Buyers of Stock of FCC Licensee are not Relieved from Fines for FCC Violations of Former Owners

The FCC last week issued a decision that should make Buyers think twice in determining how sales of broadcast stations are concluded - especially in the days of $325,000 potential fines for indecency violations.  In the case decided last week, the Commission concluded that the licensee of a broadcast station was liable for fines for violations of the public inspection file rules - even though the violations occurred prior to a "long-form" FCC Form 315 application for transfer of control of the station.  In other words, the shareholder who owned the company and been responsible for the violations had, after the violations, sold the stock to new innocent parties who, under the decision, have to bear the costs of the violations.  The Commission did concede that, had the station been sold to a new company via an FCC Form 314 assignment of license, then the fine would not have been borne by the station buyers.
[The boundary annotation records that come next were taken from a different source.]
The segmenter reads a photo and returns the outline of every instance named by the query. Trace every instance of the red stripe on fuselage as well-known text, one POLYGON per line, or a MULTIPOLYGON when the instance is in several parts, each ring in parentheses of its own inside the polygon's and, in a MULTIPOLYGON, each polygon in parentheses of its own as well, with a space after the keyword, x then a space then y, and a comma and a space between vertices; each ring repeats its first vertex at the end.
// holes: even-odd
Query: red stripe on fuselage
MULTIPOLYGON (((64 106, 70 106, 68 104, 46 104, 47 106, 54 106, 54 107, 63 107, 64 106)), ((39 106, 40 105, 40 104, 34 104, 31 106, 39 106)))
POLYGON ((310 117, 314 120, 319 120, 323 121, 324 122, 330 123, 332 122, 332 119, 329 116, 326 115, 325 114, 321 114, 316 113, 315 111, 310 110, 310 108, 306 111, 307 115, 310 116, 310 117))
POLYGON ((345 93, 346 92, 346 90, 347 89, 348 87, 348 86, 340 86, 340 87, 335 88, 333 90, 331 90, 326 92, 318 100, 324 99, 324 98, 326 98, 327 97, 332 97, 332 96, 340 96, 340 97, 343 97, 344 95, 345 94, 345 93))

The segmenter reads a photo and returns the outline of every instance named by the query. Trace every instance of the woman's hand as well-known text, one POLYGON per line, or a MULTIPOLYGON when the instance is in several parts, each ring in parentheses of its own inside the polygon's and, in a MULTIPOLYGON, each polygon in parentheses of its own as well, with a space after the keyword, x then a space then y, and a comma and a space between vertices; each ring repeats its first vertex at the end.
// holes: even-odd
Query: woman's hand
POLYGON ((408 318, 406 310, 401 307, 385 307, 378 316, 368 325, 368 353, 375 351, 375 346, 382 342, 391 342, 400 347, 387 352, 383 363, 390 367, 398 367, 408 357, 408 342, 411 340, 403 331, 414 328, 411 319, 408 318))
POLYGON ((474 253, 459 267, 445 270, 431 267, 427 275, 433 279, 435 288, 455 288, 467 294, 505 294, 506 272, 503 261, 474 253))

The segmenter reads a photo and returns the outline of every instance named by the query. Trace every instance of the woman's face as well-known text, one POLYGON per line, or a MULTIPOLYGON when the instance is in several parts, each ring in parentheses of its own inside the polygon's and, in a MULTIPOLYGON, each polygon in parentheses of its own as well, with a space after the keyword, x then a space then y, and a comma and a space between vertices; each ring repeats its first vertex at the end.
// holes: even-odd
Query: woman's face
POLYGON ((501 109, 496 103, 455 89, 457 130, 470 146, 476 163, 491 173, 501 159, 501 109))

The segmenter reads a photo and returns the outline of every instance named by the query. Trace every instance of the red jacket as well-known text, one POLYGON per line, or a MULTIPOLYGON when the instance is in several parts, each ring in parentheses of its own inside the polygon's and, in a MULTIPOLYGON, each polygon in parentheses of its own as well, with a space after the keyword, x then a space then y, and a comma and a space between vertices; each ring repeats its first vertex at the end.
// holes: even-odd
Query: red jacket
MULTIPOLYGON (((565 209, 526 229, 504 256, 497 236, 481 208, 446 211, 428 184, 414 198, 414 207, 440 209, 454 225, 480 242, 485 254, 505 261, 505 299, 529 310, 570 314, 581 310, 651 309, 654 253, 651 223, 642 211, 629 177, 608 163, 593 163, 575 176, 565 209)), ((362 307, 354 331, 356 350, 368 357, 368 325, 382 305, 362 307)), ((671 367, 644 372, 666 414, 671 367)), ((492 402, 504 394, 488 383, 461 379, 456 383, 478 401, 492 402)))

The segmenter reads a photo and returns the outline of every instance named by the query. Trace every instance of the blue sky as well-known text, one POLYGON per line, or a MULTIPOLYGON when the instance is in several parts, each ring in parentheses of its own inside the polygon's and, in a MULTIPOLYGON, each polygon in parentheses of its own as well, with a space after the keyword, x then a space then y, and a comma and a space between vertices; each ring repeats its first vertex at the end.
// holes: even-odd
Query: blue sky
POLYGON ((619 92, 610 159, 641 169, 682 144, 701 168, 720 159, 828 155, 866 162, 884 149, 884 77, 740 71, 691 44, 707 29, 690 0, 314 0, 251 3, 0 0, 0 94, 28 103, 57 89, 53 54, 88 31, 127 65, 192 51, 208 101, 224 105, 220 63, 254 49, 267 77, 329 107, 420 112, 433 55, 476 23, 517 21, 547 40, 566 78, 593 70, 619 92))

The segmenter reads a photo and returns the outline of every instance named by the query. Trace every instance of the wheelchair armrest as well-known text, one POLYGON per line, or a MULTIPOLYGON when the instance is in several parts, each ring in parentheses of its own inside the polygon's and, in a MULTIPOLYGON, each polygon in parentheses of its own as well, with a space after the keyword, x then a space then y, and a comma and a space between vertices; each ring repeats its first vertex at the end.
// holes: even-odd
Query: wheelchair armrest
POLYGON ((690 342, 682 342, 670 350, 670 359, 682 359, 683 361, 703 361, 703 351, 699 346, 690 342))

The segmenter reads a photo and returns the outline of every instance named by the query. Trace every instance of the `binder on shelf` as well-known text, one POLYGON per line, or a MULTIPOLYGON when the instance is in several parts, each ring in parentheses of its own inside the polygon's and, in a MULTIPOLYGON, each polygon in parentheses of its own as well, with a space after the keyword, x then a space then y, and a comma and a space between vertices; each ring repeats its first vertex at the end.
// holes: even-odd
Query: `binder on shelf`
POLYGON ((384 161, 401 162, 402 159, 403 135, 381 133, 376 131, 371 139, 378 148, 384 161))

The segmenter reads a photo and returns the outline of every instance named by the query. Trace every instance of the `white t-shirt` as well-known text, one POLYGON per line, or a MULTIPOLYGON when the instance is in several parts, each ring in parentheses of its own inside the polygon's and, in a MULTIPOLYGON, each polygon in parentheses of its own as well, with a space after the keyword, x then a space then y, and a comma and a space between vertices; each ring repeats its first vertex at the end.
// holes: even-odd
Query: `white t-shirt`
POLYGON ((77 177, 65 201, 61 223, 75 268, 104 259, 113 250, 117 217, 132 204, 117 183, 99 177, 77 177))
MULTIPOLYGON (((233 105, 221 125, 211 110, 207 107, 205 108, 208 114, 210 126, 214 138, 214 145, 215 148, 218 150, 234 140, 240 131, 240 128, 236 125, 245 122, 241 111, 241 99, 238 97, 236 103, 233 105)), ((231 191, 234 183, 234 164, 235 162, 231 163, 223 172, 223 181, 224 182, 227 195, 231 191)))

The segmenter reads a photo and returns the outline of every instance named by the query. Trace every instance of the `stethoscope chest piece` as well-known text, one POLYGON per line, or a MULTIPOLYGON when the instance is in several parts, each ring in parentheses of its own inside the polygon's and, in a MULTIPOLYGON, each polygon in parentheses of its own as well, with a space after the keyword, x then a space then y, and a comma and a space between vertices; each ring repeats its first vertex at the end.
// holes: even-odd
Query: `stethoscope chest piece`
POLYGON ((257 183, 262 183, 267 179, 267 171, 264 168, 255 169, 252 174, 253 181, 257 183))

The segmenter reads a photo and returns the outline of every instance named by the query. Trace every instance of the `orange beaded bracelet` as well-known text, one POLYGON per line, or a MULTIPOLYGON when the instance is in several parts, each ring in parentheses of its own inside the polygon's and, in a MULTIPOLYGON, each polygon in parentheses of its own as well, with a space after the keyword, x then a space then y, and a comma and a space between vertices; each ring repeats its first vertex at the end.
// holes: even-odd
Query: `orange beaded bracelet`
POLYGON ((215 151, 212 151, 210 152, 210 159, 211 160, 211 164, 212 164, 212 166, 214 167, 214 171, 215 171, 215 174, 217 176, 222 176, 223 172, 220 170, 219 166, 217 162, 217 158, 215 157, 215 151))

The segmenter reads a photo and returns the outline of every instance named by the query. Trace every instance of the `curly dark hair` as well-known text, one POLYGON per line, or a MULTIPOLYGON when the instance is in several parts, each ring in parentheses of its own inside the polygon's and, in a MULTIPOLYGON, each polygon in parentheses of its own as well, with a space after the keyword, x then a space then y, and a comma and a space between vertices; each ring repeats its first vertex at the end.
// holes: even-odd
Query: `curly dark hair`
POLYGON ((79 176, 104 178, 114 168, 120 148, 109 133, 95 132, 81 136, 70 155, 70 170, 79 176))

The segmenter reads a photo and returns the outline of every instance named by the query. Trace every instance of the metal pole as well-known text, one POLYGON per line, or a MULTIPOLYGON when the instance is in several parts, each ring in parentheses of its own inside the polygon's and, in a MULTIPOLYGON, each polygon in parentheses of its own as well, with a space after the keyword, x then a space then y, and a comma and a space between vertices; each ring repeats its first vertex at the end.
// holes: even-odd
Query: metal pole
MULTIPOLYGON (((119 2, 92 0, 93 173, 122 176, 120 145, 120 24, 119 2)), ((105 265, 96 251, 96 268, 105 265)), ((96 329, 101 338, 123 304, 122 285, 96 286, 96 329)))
Thus, to fully protect themselves from any prior FCC violations, a sale would have to be conducted through assigning the FCC licenses to a new corporation, rather than by buying the stock of the current licensee.  However, there are often many business reasons that a sale is more advantageous as a transfer of the stock of the company, rather than through a sale of the assets to a new company.  For instance, Sellers of stock in C Corporations often have tax incentives for the sale of stock (e.g. to avoid depreciation recapture).  Thus Sellers often push for the sale of stock rather than the assignment of the license to a new company.  Buyers also have reasons for wanting a stock sale.  For instance, the old company may have certain contractual rights - to tower site leases on advantageous terms, to program contracts or to lines of credit - that are not assignable to a new company, and which buyers may find economically beneficial.  These and other business planning reasons may dictate that the sale be a stock sale, not an asset sale.  But buyers should beware and carefully do careful due diligence to insure that no hidden FCC liability may await when they purchase the stock of a company holding a broadcast station license. 

 

Comment Date Set for FCC Diversity Proceeding - Including Proposals on Expanding the FM Band and the Expanded AM Band

UPDATE  5-29-2008-  Please note, the Commission has revised the dates for submitting comments in this rule making proceeding.  Comments in the proceeding are now due on or before June 30, 2008, and Reply Comments are due on or before July 14, 2008.  This means that interested parties have a couple of weeks less than initially thought to prepare and file comments in this proceeding, so start drafting now.  A copy of the Federal Register correction notice can be found here

The FCC has published its Further Notice of Proposed Rulemaking on its efforts to encourage diversity in the broadcast media in the Federal Register, thus setting the dates for public comments.  The FCC is seeking comment on a number of ideas – some to restrict the definition of the Designated Entities that are eligible to take advantage of the rules promote diversity to minority groups and perhaps women, others to expand the universe of media outlets available to potential broadcast owners – including proposals to expand the FM band onto TV channels 5 and 6, and proposals to allow certain AM stations, which were to be returned to the FCC after their owners received construction permits for expanded band stations, to retain those stations or transfer them to Designated Entities.  There are numerous other issues to be considered that we summarized in detail here.  Check out the details, and file your comments, which are due on June 30. 

The Federal Register publication also sets the effective date for the Diversity rules that the FCC did adopt.  These rules will become effective on July 15.  We summarized the new rules here.  While many of these new rules are relatively uncontroversial, allowing certain limited exceptions to the multiple ownership rules for companies that help minority ownership, some have imposed new obligations that, in some cases, are not easily defined.  For instance, while no one would argue with the proposition that parties who discriminate based on race or gender should be penalized, the FCC adopted some rules that may need further clarification.  For instance, the FCC adopted new rules to require certifications that there has been no discrimination in all FCC applications seeking approval for the sale of a station (FCC Forms 314 and 315).  The FCC also adopted rules prohibiting dictates by advertisers that their advertising not run on urban or Spanish formatted stations ('no urban, no Spanish" dictates).  Yet, on neither of these rules did the FCC provide any specificity as to what they were prohibiting, or what the Commission would look at in enforcing these rules.  Watch for potential requests for reconsideration or clarification of these and perhaps other rules - which are due on June 15.